Despite enforcing full user anonymity, you as a website owner get the information that is necessary for the function and marketing of your site. Anonymity makes demographics and marketing possible while preserving uniqueness; HyperLogLog represents a uniqueness, not identity, algorithm.
Ad tech has always seen a big hole as an inevitable and negative part of the industry – identity. The unknown. We often think of anonymity as representing holes in our knowledge. However, this is not the case. Just as other industries have figured out how to use (literal rather than figurative) holes to their advantages – think colanders, or flyswatters, or even performance car air intakes – so too can and should the ad tech space.
Consider how Facebook famously builds identities around the “hole” represented by an individual who does not use their platform. This still requires the use of identity to fill in the assumptions around a hole, but represents, to an extent, a taste of the power of anonymity in web data. It just fails to protect privacy, as it still relies on Facebook’s walled castle full of private data in order to create and market to identities.

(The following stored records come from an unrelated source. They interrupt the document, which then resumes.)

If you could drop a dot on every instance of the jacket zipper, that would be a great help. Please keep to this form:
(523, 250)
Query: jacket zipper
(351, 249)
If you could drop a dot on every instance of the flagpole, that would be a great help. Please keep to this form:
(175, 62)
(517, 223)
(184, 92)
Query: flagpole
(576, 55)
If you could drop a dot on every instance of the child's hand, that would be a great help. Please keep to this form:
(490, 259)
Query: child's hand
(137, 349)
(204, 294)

This use of HyperLogLog, to compare unique match rates between two data streams is not unknown. But it is hardly used. It is an enormous wasted opportunity to use anonymity to drive marketing insights. My colleague, Peter Martel, has released an open source HyperLogLog library that makes this easier to do. Besides the functionality and algorithms that you can do with other HyperLogLog packages, this library provides a new function not commonly implemented in these libraries – namely, it allows you to save the “sketch” of the data stream. Comparing sketches, not doing a single shot calculation as commonly done, is the greater value of HyperLogLog
There are two strategic moves that the industry should make in order to make space for anonymity in ad tech. First: a communication channel to audiences. Marketing science is already mostly a demographics play anyways; this was the DNA of advertising before the Internet and identifiable individuals, and continues to be at its core.

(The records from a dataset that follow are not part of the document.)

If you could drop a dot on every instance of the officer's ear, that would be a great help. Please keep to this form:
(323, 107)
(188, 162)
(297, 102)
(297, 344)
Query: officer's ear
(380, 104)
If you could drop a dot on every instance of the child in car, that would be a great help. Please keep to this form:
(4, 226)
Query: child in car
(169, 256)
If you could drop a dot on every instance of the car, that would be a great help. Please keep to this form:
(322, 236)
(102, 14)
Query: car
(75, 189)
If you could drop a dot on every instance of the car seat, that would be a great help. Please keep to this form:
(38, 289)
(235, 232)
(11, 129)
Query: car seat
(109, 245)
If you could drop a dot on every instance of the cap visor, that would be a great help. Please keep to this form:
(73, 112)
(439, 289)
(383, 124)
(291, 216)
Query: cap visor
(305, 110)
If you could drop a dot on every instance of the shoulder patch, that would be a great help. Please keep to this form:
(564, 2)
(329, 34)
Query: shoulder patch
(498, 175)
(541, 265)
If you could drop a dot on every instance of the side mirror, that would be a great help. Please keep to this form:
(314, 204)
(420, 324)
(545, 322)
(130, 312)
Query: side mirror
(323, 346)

The second move relates to the kind of data science that generates new inventions. You should agree at this point that we can find new algorithms and technologies to increase the use of anonymity in ad tech. And this sort of technology is not a future project or hope. HyperLogLog exists today. Swoop has started to use it to provide deeper insights into the number of unique users that are seen during an ad campaign. We have open sourced our software for doing so. Our HyperLogLog library is our small contribution to expanding the use of anonymity in ad-tech, but we believe it is a big example of our dedication to this expansion.